Career of Evil (Cormoran Strike #3)(40)



Strike laid a large hand briefly on the sobbing woman’s shoulder, then hoisted himself to his feet and approached the young barmaid who was watching them with her mouth open. Brandy seemed too strong for the sparrow-like creature behind him. Strike’s Aunt Joan, who was only a little older than Mrs. Bunyan, always regarded port as medicinal. He ordered a glass and took it back to her.

“Here. Drink this.”

His reward was a recrudescence of tears, but after much more dabbing with the sodden handkerchief she said shakily, “You’re very kind,” sipped it, gave a little gasping sigh and blinked at him, her fair-lashed eyes pink like a piglet’s.

“Have you got any idea where Laing went after turning up at Rhona’s?”

“Yes,” she whispered. “Ben put out feelers through work, through the probation office. Apparently he went to Gateshead, but I don’t know whether he’s still there.”

Gateshead. Strike remembered the Donald Laing he had found online. Had he moved from Gateshead to Corby? Or were they different men?

“Anyway,” said Mrs. Bunyan, “he’s never bothered Rhona and Ben again.”

“I’ll bet he hasn’t,” said Strike, picking up his knife and fork. “A copper and German Shepherds, eh? He’s not stupid.”

She seemed to take courage and comfort from his words, and with a timid, tearful smile began to pick at her macaroni cheese.

“They married young,” commented Strike, who was keen to hear anything he could about Laing, anything that might give a lead on his associations or habits.

She nodded, swallowed and said:

“Far too young. She started seeing him when she was only fifteen and we didn’t like it. We’d heard things about Donnie Laing. There was a young girl who said he’d forced himself on her at the Young Farmers’ disco. It never came to anything: the police said there wasn’t enough evidence. We tried to warn Rhona he was trouble,” she sighed, “but that made her more determined. She was always headstrong, our Rhona.”

“He’d already been accused of rape?” asked Strike. His fish and chips were excellent. The pub was filling up, for which he was grateful: the barmaid’s attention was diverted from them.

“Oh yes. They’re a rough family,” said Mrs. Bunyan, with the sort of prim small-town snobbery that Strike knew well from his own upbringing. “All those brothers, they were always fighting, in trouble with the police, but he was the worst of them. His own brothers didn’t like him. I don’t think his mother liked him much, tae tell the truth. There was a rumor,” she said in a burst of confidence, “that he wasnae the father’s.

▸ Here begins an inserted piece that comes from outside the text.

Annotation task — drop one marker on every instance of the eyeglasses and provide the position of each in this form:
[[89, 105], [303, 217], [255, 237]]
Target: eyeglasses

The parents were always fighting and they separated round about the time she got pregnant with Donnie. They say she had a run-around with one of the local policemen, as a matter of fact. I don’t know whether it’s true. The policeman moved on and Mr. Laing moved back in, but Mr. Laing never liked Donnie, I know that. Never liked him at all. People said it was because he knew Donnie wasn’t his.

“He was the wildest of all of them. A big lad. He got into the junior sevens—”

“Sevens?”

“The rugby sevens,” she said, and even this small, genteel lady was surprised that Strike did not immediately understand what, to Melrose, seemed more religion than sport. “But they kicked him out. No discipline. Someone carved up Greenyards the week after they kicked him out. The pitch,” she added, in response to the Englishman’s mystifying ignorance.

The port was making her talkative. Words were tumbling out of her now.

“He took up boxing instead. He had the gift of the gab, though, oh aye. When Rhona first took up with him—she was fifteen and he was seventeen—I had some folk telling me he wasn’t a bad lad really. Oh, aye,” she repeated, nodding at Strike’s look of disbelief. “Folk that didn’t know him so well were took in by him. He could be charming when he wanted to, Donnie Laing.

“But you just ask Walter Gilchrist whether he was charming. Walter sacked him off the farm—he was always being late—and someone set fire to his barn after. Oh, they never proved it was Donnie. They never proved it was him who wrecked the pitch, neither, but I know what I believe.

“Rhona wouldn’t listen. She thought she knew him. He was misunderstood and I don’t know what else. We were prejudiced, narrow-minded. He wanted tae join the army. Good riddance, I thought. I hoped she’d forget him if he left.

“Then he came back. He got her pregnant but she lost it. She was angry with me because I said—”

She did not want to tell him what she had said, but Strike could imagine.

“—and then she wouldn’t talk to me anymore, and she went and married him on his next leave. Her dad and I weren’t invited,” she said. “Off to Cyprus together. But I know he killed our cat.”

“What?” said Strike, thrown.

“I know it was him. We’d told Rhona she was making an awful mistake, last time we saw her before she married him. That night we couldn’t find Purdy. Next day she was on the back lawn, dead. The vet said she’d been strangled.”

On the plasma screen over her shoulder a scarlet-clad Dimitar Berbatov was celebrating a goal against Fulham. The air was full of Borders voices. Glasses clinked and cutlery tinkled as Strike’s companion talked of death and mutilation.